While all of this is very attractively and inventively animated, too often--especially in the first half--we are left watching Coraline being entertained by the events around her rather than being entertained ourselves. As much as the visuals are a great achievement, I think there is both a lack of real wonder and a lack of terror in this movie even though it is really about wonder and terror. Not that either of these are missing entirely--there are some fine moments, especially the terror as Coraline discovers the drawbacks of the new world she has found. And there are certainly a few moments that will be too scary for younger children--I brought a 6-year-old who stayed through the entire movie but was definitely pushed to her limit, and I know another person who had the same experience with a similarly aged child
The movie doesn't need to be scarier but really could benefit from being creepier. Drawing out the horror that Coraline eventually finds would be one part of this--actually lingering over the what makes her discovery so frightening rather than discuss it in one scene and then follow with some other scary moments. There is some dark humor in Coraline--especially around one the neighbors' collection of stuffed dogs--but not nearly as much as it could have delivered.
It is hard to explain this without giving away the plot, but consider other films that have succeeded or failed in the same way. The Golden Compass, for example, holds a secret about what the adults plan to do to the children in the movie, but again does far too little to linger over the real creepiness at play--although I thought the movie was entertaining in other ways. On the other hand, the original Charlie and the Chocolate Factory succeeds exactly where these two fall short. Remember how Willie Wonka feigns concern over these awful children but clearly delights in watching them get their just desserts, so to speak. The dark and malicious humor in many of his lines--"The suspense is terrible . . . I hope it'll last!"--are what give us a stake in not only appreciating the scenery but in wanting to know how this morality tale will play out--and enjoying every moment of well-deserved suffering by the children.
Roger Ebert in his review says that Coraline "is not a nice little girl. She's unpleasant, complains, has an attitude and makes friends reluctantly." Actually, I think her biggest problem is that she has parents who don't really pay any attention to her. I would have found her more interesting had she been a bit more of a thankless brat who was seduced by the "other" world because she didn't appreciate the real world enough. I don't so much care about whatever lesson may or may not be learned, but I think this would have been more effective at creating the sort of tension that Coraline is attempting. It is much more fun when we the audience get to be Willie Wonka, devilishly looking on the guilty as they struggle with their little moral dilemmas and can only hope to claw their way back to humanity.
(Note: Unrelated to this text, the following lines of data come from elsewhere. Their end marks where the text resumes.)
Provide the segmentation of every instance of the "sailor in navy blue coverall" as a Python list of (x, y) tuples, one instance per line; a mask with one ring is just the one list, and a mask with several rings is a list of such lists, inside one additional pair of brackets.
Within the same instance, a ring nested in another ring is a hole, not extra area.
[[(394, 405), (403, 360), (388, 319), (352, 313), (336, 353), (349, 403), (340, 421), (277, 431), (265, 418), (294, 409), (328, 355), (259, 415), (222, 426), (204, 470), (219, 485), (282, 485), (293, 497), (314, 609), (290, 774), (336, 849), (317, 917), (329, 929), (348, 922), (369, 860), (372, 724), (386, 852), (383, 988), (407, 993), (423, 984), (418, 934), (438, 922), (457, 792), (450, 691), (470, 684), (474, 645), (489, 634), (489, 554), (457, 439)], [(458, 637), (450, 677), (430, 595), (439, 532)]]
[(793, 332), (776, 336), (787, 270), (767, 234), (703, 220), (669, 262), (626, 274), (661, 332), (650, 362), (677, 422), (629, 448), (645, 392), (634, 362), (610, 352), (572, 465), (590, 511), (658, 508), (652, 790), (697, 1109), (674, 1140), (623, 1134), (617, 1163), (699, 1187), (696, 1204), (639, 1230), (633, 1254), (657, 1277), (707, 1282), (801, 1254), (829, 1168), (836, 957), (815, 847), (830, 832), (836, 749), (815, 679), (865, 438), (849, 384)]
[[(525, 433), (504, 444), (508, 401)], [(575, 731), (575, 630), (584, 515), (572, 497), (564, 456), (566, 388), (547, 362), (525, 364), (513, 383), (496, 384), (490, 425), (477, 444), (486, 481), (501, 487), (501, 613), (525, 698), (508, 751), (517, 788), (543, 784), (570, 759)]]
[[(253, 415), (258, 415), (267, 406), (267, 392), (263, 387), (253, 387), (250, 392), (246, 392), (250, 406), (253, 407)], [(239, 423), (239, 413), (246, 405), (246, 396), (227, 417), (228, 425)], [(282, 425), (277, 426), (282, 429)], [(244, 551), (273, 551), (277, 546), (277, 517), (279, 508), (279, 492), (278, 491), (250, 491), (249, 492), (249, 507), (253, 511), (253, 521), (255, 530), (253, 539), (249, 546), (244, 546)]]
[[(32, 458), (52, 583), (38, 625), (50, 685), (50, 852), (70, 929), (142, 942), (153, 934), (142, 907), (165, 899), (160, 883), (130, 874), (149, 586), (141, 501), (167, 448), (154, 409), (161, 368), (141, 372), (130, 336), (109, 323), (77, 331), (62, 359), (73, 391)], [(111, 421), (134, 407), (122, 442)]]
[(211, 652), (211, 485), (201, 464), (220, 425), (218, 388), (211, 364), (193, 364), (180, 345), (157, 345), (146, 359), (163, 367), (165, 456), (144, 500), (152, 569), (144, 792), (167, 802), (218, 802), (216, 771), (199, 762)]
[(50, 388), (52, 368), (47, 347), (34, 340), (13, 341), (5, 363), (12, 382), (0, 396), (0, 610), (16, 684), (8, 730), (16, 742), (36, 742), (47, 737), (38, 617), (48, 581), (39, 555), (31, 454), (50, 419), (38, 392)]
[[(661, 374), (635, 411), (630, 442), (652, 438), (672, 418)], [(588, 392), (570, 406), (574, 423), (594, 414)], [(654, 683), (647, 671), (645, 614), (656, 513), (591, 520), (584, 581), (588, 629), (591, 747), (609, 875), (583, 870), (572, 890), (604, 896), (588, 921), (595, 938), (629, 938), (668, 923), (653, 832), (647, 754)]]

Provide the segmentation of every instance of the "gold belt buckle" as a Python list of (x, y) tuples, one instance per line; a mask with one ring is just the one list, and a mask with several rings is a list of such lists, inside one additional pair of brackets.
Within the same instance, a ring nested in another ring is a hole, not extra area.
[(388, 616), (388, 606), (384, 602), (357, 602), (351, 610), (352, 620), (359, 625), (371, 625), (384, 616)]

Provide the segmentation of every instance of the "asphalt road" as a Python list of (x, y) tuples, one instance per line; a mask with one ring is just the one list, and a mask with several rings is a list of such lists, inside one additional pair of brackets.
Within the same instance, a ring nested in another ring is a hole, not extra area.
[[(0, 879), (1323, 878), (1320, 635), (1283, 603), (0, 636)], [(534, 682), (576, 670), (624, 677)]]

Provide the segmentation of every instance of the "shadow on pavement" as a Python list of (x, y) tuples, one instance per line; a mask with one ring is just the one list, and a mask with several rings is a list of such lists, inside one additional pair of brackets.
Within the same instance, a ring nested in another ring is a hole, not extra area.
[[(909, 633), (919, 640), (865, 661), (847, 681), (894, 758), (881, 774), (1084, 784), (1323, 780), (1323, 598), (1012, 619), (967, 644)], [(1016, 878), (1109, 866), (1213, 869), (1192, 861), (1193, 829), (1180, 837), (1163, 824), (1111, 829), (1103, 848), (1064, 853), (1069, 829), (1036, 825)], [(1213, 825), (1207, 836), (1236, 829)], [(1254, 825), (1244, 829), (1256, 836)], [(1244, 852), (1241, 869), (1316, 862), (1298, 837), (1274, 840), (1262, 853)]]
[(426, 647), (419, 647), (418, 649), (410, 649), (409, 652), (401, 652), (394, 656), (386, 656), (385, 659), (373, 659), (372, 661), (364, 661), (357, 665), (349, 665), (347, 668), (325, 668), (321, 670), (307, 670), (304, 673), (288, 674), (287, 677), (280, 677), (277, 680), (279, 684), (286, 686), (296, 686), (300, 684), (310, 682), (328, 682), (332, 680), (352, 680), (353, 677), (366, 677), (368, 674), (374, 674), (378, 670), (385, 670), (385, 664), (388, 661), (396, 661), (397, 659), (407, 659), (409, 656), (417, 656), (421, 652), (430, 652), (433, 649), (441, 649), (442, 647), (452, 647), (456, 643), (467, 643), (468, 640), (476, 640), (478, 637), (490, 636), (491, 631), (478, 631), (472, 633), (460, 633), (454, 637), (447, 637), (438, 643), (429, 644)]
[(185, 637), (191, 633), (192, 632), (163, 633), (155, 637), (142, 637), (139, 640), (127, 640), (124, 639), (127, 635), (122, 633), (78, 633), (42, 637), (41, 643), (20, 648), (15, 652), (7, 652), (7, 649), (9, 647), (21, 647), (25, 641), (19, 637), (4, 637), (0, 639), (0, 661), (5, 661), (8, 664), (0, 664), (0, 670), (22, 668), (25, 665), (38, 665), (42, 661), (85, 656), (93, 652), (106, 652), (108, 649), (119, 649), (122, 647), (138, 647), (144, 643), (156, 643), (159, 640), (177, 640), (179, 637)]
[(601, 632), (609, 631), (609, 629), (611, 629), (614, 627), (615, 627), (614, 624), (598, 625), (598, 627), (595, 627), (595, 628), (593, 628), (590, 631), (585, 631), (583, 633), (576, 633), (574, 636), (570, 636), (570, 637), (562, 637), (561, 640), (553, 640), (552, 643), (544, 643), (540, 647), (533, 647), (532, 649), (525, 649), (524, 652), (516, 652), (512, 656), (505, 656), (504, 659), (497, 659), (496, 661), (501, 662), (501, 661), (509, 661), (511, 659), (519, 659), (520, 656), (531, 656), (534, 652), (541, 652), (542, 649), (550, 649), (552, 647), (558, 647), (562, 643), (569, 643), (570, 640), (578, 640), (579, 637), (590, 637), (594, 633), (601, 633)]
Hitchcock understood this, and so did the Ancient Greeks--although unlike Hitch, they were much less open to allowing their heroes to find redemption and a happy ending.
Instead, the first half of the film is surprisingly slow and unnecessarily long. I saw the movie opening weekend at the only screen showing it in 3-D in San Francisco with an audience largely of adults--likely people who were looking for a unique movie-going experience. In some ways, they found it--the film really is a visual treasure and that for many people will be enough to make it worth viewing. I was surprised, though, by how quiet the audience was throughout most of the movie.